CHURCH VS. FOOTBALL

For some reason, when I was eight years old it was decided by my housemother that I was a Catholic. To this day, I have no idea how they arrived at that conclusion because as far as I know, neither of my parents ever practiced the Catholic faith. I have read all my social services files and never found any references to Catholicism.

I guessed something sinister was afoot. This strange man with a wide grin visited me at my cottage and presented me with a Bible, a prayer book, and blue rosary beads. He said he couldn’t wait to welcome me at his church, Our Lady of the Annunciation. It was about a twenty-minute walk from where I lived near Ashburton Park. The whole idea freaked the fuck out of me, but at least I’d be able to see life outside the Shirley Oaks complex, I figured.

I wanted to play in the soccer games that took place on the Shirley Oaks grounds every Sunday morning. Someone always had a hard leather football, especially after Christmas. Bushes were our touchlines and pullovers and anoraks served as goalposts. The lunchtime call from housemothers was our final whistle, and the referee was usually the player no one wanted to mess with. Fouls were never given if the aggressor was bigger than you. If you nutmegged anybody your reward was a slap on the back of the head.

Reluctantly, off to church I went. At least I received a pair of new shoes, a white shirt, and a pair of blue slacks.

In one sermon, the priest assured the congregation that everyone was welcome in God’s house. He explained that the church and where he lived were all God’s residence. Let the children come unto me, the Lord said.

This sounds promising, I thought.

When I had the chance to speak to the priest, I asked him if it was possible for me to live in God’s house. I promised I wouldn’t take up too much space. I just needed a shelf for my comics and a football, if I was ever given one. The priest said it didn’t quite work like that. I thought, Fuck you! And what’s with the black dress thing?

I never attended the church again, but I did post something smelly, something canine, through the priest’s letter box.

Instead of listening to priest’s sermons, I’d play truant every Sunday morning and spend my 2p collection money on a gobstopper or a juicy-fruit sweet. If I had 4p I’d buy myself a jamboree bag that had sherbet inside. I’d wander into Ashburton Park and watch guys playing football. Sometimes they invited me to play. I had to be careful not to scuff my polished shoes. When I arrived home, I’d take off my beads and place them in a shoe for next Sunday.

My housemother discovered my skiving one day and beat the devil out of me from one end of the dormitory to the other. Then she dragged me to the hallway and repeated the dose. But I didn’t care—if I couldn’t live in God’s house, then I wasn’t attending any of the priest’s services. Fuck them. They were boring anyway. I also thought they were a bit mean with the bread rations they offered to the congregation. Why couldn’t they serve toast?

In the end, they gave up trying to convince me that the church would save my sinful Black soul. I figured that hell couldn’t be much worse than the life I was living anyway.


In the fall of 1977, I bumped into the weird man with the ready smile outside Fred Dawes’s newsagents on Wickham Road. “Why have you given up on the Lord?” he asked me.

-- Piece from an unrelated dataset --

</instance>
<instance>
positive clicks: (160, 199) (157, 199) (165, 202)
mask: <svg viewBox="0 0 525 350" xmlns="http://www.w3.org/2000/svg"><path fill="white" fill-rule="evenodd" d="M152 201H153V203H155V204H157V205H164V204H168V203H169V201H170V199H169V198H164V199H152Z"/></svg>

He wasn’t expecting my answer: “Him ah knot-up him head, him ah spread him bed, him ah Jesus Dread!”

The man looked at me as if I were possessed by Beelzebub himself. He hurried on his way, crossing himself and shaking his head.

I had just quoted Trinity from his huge reggae hit “Jesus Dread.” Produced by Yabby You and mixed at King Tubby’s quarter tower, it was one of those tunes where you just had to wiggle a toe or shake a leg. The bass line played its own melody, and my God, when I heard and felt that bass blow out of Papa Cass’s bass speaker box, I was in heaven.